A group of 20 tourists go on a trip. The oldest member of the group is 35, the youngest is 20. Is it true that there are members of the group that are the same age?
What is the minimum number of lottery tickets for the Sport Lotto that it is necessary to buy in order to guarantee that at least one of the tickets will have one number correct. On any single ticket you can choose 6 of the available numbers 1 to 49.
You are given 25 numbers. The sum of any 4 of these numbers is positive. Prove that the sum of all 25 numbers is also positive.
A class contains 25 pupils. It is known that within any group of 3 pupils there are two friends. Prove that there is a pupil who has no fewer than 12 friends.
A square area of size \(100\times 100\) is covered in tiles of size \(1\times 1\) in 4 different colours – white, red, black, and grey. No two tiles of the same colour touch one another, that is share a side or a corner. How many red tiles can there be?
One corner square was cut from a chessboard.
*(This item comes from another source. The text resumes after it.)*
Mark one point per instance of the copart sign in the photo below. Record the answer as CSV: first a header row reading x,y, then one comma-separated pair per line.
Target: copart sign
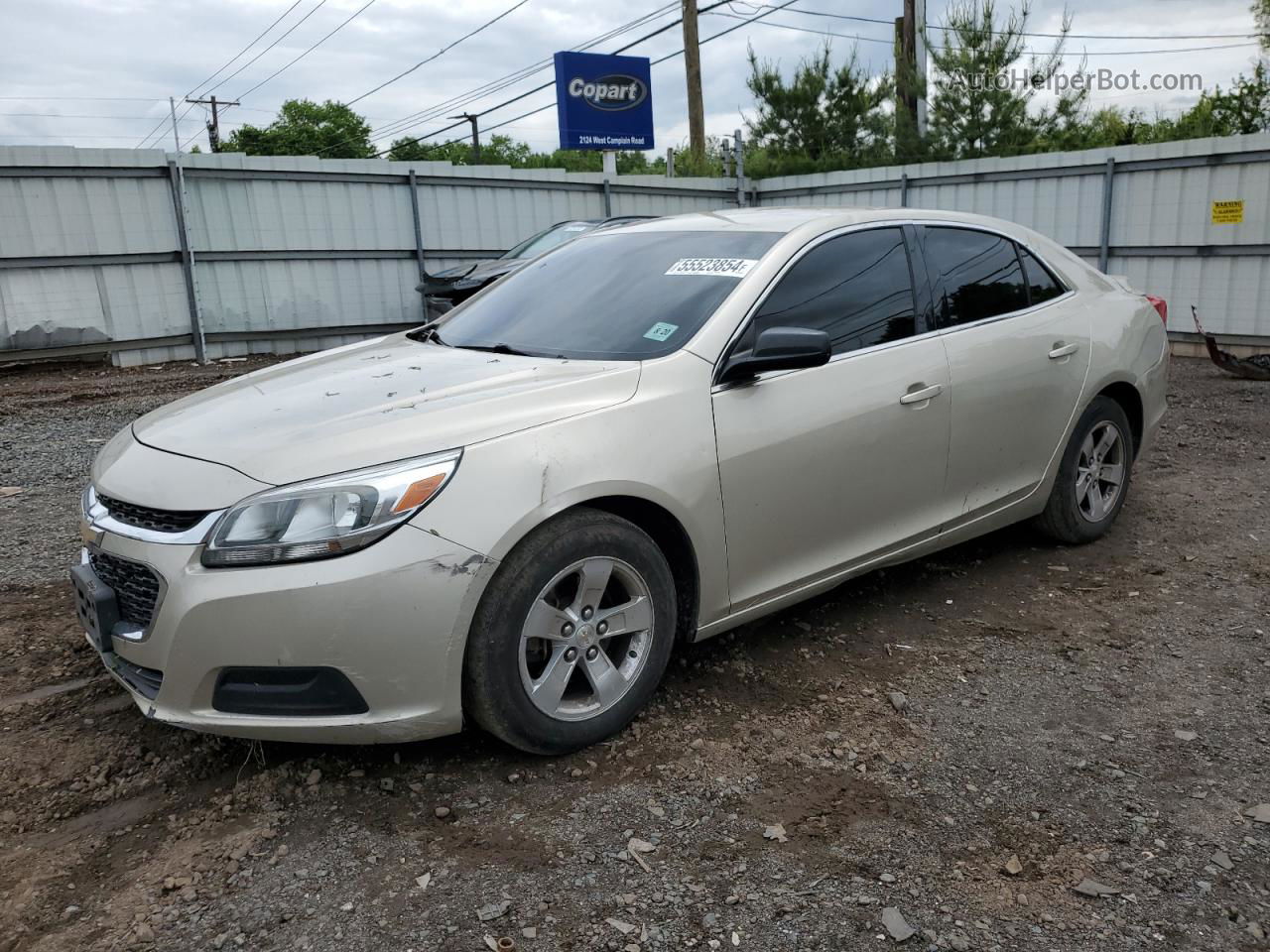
x,y
603,102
What is the smallest number of equal triangles that can be cut into this shape?
Reception pupil Peter knows only the number 1. Prove that he can write a number divisible by 1989.
A scone contains raisins and sultanas. Prove that inside the scone there will always be two points 1cm apart such that either both lie inside raisins, both inside sultanas, or both lie outside of either raisins or sultanas.
101 points are marked on a plane; not all of the points lie on the same straight line. A red pencil is used to draw a straight line passing through each possible pair of points. Prove that there will always be a marked point on the plane through which at least 11 red lines pass.
33 representatives of four different races – humans, elves, gnomes, and goblins – sit around a round table.
It is known that humans do not sit next to goblins, and that elves do not sit next to gnomes. Prove that some two representatives of the same peoples must be sitting next to one another.